A diversidade na arte sacra mineira tem explicação. Pesquisador da arte colonial brasileira, Marcus explica que a chegada do Barroco ao Brasil coincide com a descoberta do ouro em Minas, pelos bandeirantes paulistas, no fim do século 17. “Ao contrário das escolas baiana e pernambucana, não houve padronização na imaginária mineira erudita, que produziu santeiros populares. No final do século 18 e boa parte do 19, foram confeccionadas imagens em pedra-sabão e calcita, em sua maioria destinada ao culto doméstico. As devoções mais populares foram Nossa Senhora da Conceição, Santo Antônio, São Francisco, São João Batista e Sant’Ana”. Entre os negros, Nossa Senhora do Rosário e São Benedito eram os preferidos.
VASTO CENÁRIO
Há muito para se ver e descobrir nos cinco ambientes da exposição, que conta com guias (estudantes de história ou graduados em arte) e visitas monitoradas.
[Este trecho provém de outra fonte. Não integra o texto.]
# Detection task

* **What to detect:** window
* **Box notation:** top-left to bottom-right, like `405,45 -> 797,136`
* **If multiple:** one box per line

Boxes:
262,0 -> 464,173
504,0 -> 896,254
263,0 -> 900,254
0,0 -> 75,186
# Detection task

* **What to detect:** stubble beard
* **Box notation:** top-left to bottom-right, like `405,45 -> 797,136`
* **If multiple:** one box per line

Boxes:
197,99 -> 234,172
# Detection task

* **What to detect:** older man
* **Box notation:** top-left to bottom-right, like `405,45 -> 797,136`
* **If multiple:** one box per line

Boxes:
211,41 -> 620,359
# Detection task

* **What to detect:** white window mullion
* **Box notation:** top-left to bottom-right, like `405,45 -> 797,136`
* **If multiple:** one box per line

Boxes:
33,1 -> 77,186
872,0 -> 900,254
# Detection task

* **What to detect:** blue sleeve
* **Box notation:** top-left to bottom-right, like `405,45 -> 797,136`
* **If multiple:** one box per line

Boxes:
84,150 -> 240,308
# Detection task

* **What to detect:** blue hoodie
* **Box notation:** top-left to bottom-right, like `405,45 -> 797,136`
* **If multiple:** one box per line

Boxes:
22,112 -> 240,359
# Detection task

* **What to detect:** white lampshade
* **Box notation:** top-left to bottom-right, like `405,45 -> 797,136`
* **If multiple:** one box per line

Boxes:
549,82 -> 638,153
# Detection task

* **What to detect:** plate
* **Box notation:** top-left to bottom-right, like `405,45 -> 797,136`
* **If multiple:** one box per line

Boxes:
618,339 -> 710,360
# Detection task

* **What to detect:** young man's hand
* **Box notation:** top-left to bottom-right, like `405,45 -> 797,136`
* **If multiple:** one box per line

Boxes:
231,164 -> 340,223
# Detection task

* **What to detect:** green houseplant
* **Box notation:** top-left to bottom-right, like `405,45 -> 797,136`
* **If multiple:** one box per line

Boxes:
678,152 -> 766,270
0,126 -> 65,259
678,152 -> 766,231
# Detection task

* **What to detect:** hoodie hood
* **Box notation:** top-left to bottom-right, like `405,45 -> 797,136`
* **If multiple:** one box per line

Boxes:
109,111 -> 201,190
O visitante pode ver o primeiro presépio feito no Brasil (século 17), com as imagens de José, Maria e Menino Jesus em barro cozido, modelado e policromado, de autoria de Mestre de Angra, pertencente a uma coleção particular do Rio de Janeiro; a imagem de Nossa Senhora da Piedade, em barro cozido, modelado, policromado e dourado, de autoria de Mestre de Iguassú, da coleção da Diocese de Nova Iguaçu; as chamadas “imagens de vestir”, usadas nas procissões; e um Menino Jesus, da Espanha, do século 17, em chumbo fundido e policromado, com base em madeira e prata. De autoria de Juan de Mesa, a peça pertence uma coleção particular do Rio.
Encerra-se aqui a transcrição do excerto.